Beberapa tahun belakangan, Filipina, India, Afrika Selatan dan Thailand juga berinisiatif untuk mengimplemetasikan kebijakan pajak untuk makanan dan minuman yang mengandung gula di negaranya.

Analisis hubungan pajak makanan dan minuman yang mengandung gula terhadap kesehatan menghasilkan pengaruh terhadap penurunan berat badan.

Di Afrika Selatan, pajak sebesar 10 persen pada makanan dan minuman yang mengandung gula menghasilkan penurunan jumlah kematian akibat diabetes melitus tipe-2 dan pengurangan jumlah pengeluaran terkait perawatan kesehatan yang menyebabkan bencana.

Meksiko memiliki prevalensi diabetes melitus dan penyakit kardiovaskular yang sangat tinggi, pada tahun 2014 negara tersebut memberlakukan pajak nasional untuk makanan dan minuman yang mengandung gula.

Dengan menggunakan analisis perhitungan model risiko untuk penyakit kardiovaskular, mengindikasikan adanya penurunan sebesar 10 persen pada konsumsi makanan dan minuman yang mengandung gula (akibat adanya penambahan pajak).

Selama periode 10 tahun penyakit diabetes melitus berkurang hingga 190.000 kasus, berkurangnya 20.000 kasus jantung dan stroke, serta berkurangnya 19.000 kasus kematian.

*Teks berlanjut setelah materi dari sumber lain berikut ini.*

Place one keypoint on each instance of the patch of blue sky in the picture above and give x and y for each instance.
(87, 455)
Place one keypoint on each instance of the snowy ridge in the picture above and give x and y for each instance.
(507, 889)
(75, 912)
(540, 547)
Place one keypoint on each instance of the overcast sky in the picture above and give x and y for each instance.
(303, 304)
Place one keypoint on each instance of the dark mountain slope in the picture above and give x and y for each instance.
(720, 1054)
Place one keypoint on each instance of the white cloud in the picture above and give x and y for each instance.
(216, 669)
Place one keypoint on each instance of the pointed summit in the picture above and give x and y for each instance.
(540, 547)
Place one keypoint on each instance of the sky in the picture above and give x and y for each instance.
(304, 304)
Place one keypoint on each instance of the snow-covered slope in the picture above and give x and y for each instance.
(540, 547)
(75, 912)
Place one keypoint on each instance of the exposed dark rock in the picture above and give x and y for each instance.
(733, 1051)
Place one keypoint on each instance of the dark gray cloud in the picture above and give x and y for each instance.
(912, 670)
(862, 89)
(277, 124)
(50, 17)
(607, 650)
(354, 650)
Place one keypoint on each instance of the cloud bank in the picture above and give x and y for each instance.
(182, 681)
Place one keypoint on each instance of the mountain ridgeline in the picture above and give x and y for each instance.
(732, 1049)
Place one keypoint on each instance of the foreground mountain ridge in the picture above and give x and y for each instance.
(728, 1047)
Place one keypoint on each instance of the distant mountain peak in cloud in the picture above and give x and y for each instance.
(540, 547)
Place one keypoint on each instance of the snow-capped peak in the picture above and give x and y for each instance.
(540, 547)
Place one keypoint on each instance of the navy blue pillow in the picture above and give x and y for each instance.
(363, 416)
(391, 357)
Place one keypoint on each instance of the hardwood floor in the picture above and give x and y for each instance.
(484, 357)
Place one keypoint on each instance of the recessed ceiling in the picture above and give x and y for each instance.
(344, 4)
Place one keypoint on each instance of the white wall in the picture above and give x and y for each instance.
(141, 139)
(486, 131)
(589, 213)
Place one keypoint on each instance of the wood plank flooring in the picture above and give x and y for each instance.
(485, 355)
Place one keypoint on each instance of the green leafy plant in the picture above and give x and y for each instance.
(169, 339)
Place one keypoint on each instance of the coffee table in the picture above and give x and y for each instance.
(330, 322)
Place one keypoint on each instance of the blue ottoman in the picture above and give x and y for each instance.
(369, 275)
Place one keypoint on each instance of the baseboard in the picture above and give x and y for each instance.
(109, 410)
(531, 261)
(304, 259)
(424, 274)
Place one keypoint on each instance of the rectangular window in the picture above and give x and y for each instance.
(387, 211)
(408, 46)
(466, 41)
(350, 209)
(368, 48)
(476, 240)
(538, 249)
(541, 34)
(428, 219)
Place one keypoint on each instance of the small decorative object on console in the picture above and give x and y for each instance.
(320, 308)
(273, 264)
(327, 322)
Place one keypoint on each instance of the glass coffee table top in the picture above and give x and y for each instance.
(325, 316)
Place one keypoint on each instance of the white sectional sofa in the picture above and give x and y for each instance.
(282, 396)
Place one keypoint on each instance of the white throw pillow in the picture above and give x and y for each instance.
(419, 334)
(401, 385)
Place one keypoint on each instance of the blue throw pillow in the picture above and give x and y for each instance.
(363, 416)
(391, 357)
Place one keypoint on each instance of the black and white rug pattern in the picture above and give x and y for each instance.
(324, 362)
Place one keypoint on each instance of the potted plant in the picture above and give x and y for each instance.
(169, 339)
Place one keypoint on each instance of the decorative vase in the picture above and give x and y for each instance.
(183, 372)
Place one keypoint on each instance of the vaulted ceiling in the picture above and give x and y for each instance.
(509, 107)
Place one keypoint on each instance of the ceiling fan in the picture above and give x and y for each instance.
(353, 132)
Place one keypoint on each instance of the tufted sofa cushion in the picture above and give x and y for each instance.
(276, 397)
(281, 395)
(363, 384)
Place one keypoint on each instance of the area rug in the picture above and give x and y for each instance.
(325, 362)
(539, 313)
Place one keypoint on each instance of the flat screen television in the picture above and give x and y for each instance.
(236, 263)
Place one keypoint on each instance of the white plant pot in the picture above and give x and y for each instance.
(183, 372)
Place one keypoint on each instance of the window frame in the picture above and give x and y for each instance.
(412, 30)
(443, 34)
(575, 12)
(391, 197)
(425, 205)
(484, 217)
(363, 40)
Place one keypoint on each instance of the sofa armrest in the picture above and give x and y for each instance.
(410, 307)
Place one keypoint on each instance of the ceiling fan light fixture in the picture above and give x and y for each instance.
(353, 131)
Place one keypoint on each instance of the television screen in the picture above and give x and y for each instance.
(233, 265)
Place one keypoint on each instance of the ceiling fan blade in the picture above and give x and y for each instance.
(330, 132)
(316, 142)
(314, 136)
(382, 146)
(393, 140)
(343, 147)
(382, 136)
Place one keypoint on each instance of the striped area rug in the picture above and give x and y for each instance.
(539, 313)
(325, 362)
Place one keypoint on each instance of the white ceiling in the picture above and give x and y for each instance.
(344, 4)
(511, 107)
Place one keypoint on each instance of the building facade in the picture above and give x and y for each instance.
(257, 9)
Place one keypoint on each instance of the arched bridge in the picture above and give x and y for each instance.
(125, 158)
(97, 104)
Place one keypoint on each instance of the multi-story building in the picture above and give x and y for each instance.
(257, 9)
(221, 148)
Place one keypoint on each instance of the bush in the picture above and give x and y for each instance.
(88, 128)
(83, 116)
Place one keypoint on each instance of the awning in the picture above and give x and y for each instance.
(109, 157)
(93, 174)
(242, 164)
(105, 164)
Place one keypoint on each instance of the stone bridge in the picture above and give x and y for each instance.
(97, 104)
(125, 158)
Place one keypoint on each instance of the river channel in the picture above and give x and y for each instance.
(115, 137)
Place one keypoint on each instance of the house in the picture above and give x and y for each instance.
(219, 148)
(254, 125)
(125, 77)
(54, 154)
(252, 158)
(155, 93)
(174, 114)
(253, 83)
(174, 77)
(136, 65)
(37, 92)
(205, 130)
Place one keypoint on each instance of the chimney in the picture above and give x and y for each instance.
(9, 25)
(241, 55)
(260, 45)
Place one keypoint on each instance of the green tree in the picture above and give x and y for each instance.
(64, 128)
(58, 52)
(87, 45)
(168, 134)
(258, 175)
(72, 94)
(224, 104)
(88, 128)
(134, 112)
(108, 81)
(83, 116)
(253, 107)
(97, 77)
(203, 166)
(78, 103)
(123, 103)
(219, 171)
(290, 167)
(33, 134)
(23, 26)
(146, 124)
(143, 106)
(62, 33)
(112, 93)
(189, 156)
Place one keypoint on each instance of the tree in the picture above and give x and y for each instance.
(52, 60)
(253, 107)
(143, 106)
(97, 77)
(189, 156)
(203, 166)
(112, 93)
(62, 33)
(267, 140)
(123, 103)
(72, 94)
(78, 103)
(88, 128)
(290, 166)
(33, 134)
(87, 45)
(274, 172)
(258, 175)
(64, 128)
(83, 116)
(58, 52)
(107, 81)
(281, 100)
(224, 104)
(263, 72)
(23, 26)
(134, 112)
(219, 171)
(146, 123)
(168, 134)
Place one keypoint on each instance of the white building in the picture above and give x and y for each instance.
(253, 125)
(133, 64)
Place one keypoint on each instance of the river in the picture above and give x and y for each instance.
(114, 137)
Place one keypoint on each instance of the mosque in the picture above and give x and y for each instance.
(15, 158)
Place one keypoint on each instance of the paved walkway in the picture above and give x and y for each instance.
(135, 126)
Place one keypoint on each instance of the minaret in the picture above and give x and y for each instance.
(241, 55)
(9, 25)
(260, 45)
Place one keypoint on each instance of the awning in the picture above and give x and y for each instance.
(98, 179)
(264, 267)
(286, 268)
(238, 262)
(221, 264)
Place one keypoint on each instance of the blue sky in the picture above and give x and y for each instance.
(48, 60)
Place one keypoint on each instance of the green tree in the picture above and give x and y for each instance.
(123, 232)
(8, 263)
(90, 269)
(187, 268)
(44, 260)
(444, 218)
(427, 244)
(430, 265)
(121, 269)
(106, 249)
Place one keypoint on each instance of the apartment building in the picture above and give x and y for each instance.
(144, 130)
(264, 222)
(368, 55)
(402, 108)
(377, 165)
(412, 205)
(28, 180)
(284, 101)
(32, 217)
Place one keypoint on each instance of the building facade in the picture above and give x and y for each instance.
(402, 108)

Penghematan biaya di Meksiko mencapai 1 miliar dolar.

Contoh di Thailand

Pada tahun 2017, Thailand menerapkan sistem pajak campuran, yaitu pajak dihitung dari harga eceran yang disarankan dan pajak spesifik yang berasal dari kadar gula yang terkandung di dalam makanan dan minuman tersebut.

Misalnya kadar gula lebih dari 14 gram per 100 ml menyebabkan pajak menjadi tinggi, kadar gula 8-14 gram per 100 ml masuk kategori pajak sedang, dan kadar gula 6-8 gram per 100 ml masuk kategori pajak rendah. Sedangkan kadar gula kurang dari 6 gram per 100 ml tidak dikenakan pajak sama sekali.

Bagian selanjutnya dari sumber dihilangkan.